Name: Caribou Future Farmers of America
(student organization - Agriculture Education)
Advisor: Thomas Hale
Location:
Caribou Regional Technology Center
308 Sweden Street
Caribou, Maine 04736
Phone: FFA Hotline: 207-493-4270
Email: Mr. Hale: thale@mfx.net
What Makes The Caribou Future Farmers of America Program So Unique?
The Caribou Future Farmers of America program is based at the Caribou Regional Technology Center. This Center is attached to the Caribou High School, but it operates as a separate entity and offers Ag Mechanics and Engineering, Horticulture, Agriculture and Natural Resources classes.
Thomas Hale, the Agriculture and Natural Resources teacher at the Caribou Regional Technology Center, has been a major factor in the success of the Caribou Future Farmers of America program.
Hale graduated from the University of Maine at Orono with a B.S. degree in Agricultural
Mechanization. He grew up on a farm and
has owned his own sixty-five acre farm in Aroostook County where he operated a cut-and-choose Christmas tree farm with 5,000 trees since 1978.
When a discussion of Aroostook County takes place, several images often come to mind. It’s affectionately labeled "The County" and people often mention its remote location, extended period of cold weather, friendly and hard-working people, rich cultural traditions, and beautiful landscapes. There is also almost always a reference to the area's rich history of growing potatoes.
Potato production in Aroostook County has waned considerably due to several factors including low prices for potatoes, the shift away from fresh potatoes towards frozen potato products, a highly successful marketing of the Idaho potato, and the competition from subsidized potato farms in other parts of the country.
The time when all schools in Aroostook County closed for the potato harvest and every single school-age child worked on a potato farm during that school break no longer exists. Students in high school and technology centers still have a two-week harvest break. According to Mr. Hale, approximately 23 percent of students work directly in the potato harvest. Labor laws prohibit the operation of a tractor by young people under sixteen years of age and prohibit certain other potentially hazardous agricultural jobs being done by youngsters.

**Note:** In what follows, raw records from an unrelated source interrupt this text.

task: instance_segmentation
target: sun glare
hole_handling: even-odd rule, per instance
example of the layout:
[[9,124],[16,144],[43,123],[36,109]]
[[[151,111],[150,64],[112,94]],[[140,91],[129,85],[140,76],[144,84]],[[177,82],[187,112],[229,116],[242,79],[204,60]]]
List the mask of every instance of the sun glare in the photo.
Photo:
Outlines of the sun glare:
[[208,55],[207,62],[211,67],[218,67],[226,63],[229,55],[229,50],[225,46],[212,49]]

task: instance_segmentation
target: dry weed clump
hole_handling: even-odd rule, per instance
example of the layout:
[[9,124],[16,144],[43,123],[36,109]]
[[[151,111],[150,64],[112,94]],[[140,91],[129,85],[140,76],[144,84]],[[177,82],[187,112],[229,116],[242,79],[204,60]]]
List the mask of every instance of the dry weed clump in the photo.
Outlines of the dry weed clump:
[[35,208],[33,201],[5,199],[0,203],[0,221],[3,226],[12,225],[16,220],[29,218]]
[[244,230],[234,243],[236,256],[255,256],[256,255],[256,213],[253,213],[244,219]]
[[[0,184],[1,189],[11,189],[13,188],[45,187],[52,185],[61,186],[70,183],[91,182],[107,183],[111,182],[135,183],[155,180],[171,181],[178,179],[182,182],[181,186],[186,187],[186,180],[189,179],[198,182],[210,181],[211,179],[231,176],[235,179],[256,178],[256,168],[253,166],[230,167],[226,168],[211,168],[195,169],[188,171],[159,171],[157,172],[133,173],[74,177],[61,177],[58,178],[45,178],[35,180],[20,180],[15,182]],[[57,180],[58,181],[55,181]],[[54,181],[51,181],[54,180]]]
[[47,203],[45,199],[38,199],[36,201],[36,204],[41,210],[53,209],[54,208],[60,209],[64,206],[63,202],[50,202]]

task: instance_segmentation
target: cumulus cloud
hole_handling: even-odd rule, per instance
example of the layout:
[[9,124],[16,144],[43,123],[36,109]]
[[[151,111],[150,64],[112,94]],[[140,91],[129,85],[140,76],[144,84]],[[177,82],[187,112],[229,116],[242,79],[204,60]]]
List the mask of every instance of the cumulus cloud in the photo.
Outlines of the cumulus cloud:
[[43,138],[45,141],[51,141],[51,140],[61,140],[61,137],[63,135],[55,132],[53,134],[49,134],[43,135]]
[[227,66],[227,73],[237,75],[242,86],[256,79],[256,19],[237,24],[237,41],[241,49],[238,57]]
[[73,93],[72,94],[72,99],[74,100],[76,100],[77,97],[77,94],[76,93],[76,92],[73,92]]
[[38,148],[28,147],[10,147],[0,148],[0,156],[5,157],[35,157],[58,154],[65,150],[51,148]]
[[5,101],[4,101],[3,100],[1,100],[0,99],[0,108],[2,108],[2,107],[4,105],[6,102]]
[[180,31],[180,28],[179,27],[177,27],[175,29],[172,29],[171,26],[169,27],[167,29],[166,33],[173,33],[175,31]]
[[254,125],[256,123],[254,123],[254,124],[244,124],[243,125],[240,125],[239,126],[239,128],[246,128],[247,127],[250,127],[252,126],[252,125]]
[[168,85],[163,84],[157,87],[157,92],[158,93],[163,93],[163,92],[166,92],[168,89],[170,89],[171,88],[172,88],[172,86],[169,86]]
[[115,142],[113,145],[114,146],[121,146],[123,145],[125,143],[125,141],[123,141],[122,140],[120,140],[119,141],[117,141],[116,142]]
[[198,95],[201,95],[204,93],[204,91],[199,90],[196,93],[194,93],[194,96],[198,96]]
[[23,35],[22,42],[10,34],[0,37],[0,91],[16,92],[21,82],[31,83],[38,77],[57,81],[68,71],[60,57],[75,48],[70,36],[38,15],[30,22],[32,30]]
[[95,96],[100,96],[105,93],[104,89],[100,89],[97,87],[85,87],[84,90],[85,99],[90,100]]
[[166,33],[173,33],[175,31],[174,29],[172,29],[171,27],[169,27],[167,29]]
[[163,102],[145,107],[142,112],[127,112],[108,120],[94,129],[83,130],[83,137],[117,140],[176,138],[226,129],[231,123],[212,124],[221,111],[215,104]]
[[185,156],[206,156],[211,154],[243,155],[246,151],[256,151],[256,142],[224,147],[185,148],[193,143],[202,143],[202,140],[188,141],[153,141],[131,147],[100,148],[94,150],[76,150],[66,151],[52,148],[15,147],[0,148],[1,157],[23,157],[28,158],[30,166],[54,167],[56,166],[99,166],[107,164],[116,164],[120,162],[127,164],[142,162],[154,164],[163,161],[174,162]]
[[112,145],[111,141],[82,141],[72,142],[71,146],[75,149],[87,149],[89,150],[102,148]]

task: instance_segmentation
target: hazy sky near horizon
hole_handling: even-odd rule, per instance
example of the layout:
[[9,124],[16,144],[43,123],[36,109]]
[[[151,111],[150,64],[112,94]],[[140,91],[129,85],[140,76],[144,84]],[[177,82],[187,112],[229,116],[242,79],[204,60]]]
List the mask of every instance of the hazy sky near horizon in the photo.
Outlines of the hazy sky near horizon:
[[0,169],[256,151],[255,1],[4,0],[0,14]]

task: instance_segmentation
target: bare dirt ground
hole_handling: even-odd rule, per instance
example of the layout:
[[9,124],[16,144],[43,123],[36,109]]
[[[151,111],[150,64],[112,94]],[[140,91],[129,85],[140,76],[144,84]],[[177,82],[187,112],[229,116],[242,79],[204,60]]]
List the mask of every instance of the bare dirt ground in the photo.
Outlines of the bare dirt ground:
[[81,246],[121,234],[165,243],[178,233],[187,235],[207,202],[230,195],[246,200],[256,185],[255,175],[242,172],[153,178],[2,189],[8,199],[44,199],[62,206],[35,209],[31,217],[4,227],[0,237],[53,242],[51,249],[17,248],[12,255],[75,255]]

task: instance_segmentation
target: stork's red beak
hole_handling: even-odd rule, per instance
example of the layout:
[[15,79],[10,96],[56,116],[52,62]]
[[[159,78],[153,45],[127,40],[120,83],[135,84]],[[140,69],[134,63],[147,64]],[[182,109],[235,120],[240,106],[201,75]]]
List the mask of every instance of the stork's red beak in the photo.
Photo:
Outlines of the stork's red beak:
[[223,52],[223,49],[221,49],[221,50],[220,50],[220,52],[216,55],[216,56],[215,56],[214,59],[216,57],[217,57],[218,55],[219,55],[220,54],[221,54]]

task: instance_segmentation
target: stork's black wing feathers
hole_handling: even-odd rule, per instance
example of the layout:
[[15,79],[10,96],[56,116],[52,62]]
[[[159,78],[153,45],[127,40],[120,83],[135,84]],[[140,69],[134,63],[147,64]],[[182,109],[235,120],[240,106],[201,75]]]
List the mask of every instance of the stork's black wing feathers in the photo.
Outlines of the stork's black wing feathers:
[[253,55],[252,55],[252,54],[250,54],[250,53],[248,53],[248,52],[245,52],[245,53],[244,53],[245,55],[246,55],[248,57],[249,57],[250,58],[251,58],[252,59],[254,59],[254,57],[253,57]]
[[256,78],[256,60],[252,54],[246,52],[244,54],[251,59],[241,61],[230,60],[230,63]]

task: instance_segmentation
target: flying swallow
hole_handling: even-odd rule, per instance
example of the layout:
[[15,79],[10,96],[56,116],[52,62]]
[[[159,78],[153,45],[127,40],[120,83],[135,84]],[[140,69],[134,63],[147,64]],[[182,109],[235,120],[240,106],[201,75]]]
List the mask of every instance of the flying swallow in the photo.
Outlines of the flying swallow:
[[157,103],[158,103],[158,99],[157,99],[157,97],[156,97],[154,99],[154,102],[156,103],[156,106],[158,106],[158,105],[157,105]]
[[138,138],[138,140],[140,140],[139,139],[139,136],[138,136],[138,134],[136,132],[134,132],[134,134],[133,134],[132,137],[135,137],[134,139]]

The Caribou Regional Technology Center is situated in a community where farming is still highly valued. The town of Caribou chartered the first chapter of what was known as the Future Farmers of America in Maine in 1930, and the organization is still going strong after eighty-two years.

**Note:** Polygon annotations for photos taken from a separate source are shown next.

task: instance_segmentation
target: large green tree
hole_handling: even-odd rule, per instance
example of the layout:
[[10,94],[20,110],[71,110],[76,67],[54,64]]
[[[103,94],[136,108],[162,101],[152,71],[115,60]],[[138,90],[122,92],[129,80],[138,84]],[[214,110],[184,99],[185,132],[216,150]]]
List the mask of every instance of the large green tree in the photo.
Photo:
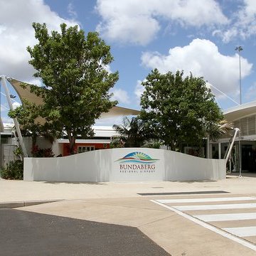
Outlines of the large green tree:
[[73,154],[76,137],[92,136],[95,119],[117,103],[109,92],[118,80],[117,72],[106,68],[113,60],[110,47],[97,33],[85,36],[78,26],[63,23],[60,33],[50,33],[45,23],[33,27],[38,43],[27,48],[29,63],[45,85],[33,87],[33,92],[43,98],[46,121],[67,134]]
[[113,129],[120,134],[125,147],[140,147],[148,139],[146,126],[138,117],[124,117],[122,124],[114,124]]
[[141,117],[172,150],[184,144],[201,146],[209,130],[223,119],[214,95],[202,78],[183,77],[182,71],[152,70],[142,82]]

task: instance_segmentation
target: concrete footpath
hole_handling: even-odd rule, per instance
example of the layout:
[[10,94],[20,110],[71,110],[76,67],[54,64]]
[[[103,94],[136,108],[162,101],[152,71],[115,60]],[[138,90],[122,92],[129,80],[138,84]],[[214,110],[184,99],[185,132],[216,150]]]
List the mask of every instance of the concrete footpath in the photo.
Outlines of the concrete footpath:
[[[222,230],[214,223],[202,225],[185,218],[189,211],[179,213],[171,210],[171,206],[155,203],[163,199],[217,198],[221,201],[223,198],[251,198],[253,205],[254,198],[256,203],[256,175],[242,175],[242,178],[235,174],[222,181],[195,182],[90,183],[0,180],[0,207],[20,207],[16,209],[134,227],[171,255],[255,255],[254,237],[249,240],[238,238],[242,242],[238,242],[222,235]],[[254,214],[253,210],[250,210],[250,214]],[[254,220],[250,221],[247,226],[256,226]],[[207,225],[221,232],[210,230],[206,228]]]

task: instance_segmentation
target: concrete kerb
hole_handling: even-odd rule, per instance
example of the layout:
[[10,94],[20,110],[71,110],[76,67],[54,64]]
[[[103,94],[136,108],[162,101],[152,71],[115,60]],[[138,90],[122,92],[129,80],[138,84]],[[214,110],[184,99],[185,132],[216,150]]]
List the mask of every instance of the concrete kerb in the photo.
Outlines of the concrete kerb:
[[43,203],[58,202],[60,201],[63,201],[63,199],[24,201],[16,201],[16,202],[0,202],[0,208],[15,208],[18,207],[31,206],[38,204],[43,204]]

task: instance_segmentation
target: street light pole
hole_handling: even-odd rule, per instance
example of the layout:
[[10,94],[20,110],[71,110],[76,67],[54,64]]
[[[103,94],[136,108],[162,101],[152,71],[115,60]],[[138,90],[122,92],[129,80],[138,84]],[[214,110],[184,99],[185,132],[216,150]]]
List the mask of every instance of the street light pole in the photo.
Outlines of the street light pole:
[[242,104],[242,92],[241,92],[241,53],[242,48],[241,46],[238,46],[235,49],[238,51],[239,55],[239,89],[240,89],[240,104]]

Thomas Hale commended the Advisory Committee of the Caribou Future Farmers of America which is composed of local business men and women. The Caribou Chapter of the Future Farmers of America has regularly sent students to compete in the state Future Farmers of America Convention and at the Big E in Springfield, Massachusetts. On the day when this profile took place, students were disassembling their “From Maine to the World” interactive project which had won second place at the Northern Maine Fair in Presque Isle, Maine. The students were preparing for the National Convention. One of the students had also won a state proficiency award for his project raising chickens.
The Agriculture Education Advisory Committee of the Caribou Future Farmers of America has been very supportive of the construction of a greensprouting or “chitting” research facility on the grounds of the Caribou Regional Technology Center. Research is being conducted on planting sprouts earlier with a two-week advantage so that early market potatoes will be available.
The students in the Caribou Future Farmers of America run a 12x12 farmstand on Sweden Street outside the school where they sell farm produce and plants. Neighbor Carl Soderberg graciously allows the students to farm some of his land. The students have learned about crop rotation as they have planted cover crops such as rye on this land.
Mr. Hale teaches Horticulture and Ag Mechanics in the morning and Agriculture and Natural Resources in the afternoon. At the end of August, students were getting firsthand experience of potato harvesting and the steps that take place in weighing, sorting, and bagging the potatoes.
The students who had successfully completed the twenty-two-hour safety equipment course were able to hook up the potato harvester to the tractor and drive it to the potato field.
Eleven different varieties of potatoes were planted by the students. A former student of the FFA program contributed the seeds for this past year’s planting. Hale explained that early potatoes were grown so that the students’ potatoes would be the first on and the first off the market. By being the first on the market, the students were able to garner higher prices.
Each of the students were allowed to take
a bag of potatoes home. As Mr. Hale joked,
“You don’t muzzle the ox!” Some of the
potatoes that the students harvested were sold at the farmstand that the students operate, and the remainder were donated to the local food pantries.
The potato industry in Aroostook County is
said to be operating at one-quarter of its
previous levels. When driving through The
County many former potato fields are now filled with broccoli. Thanks to Thomas Hale, the students at Caribou Regional Technology Center are fully aware of all that goes into a successful potato harvest and they have chosen to stay with the traditional crop for which their county is renown.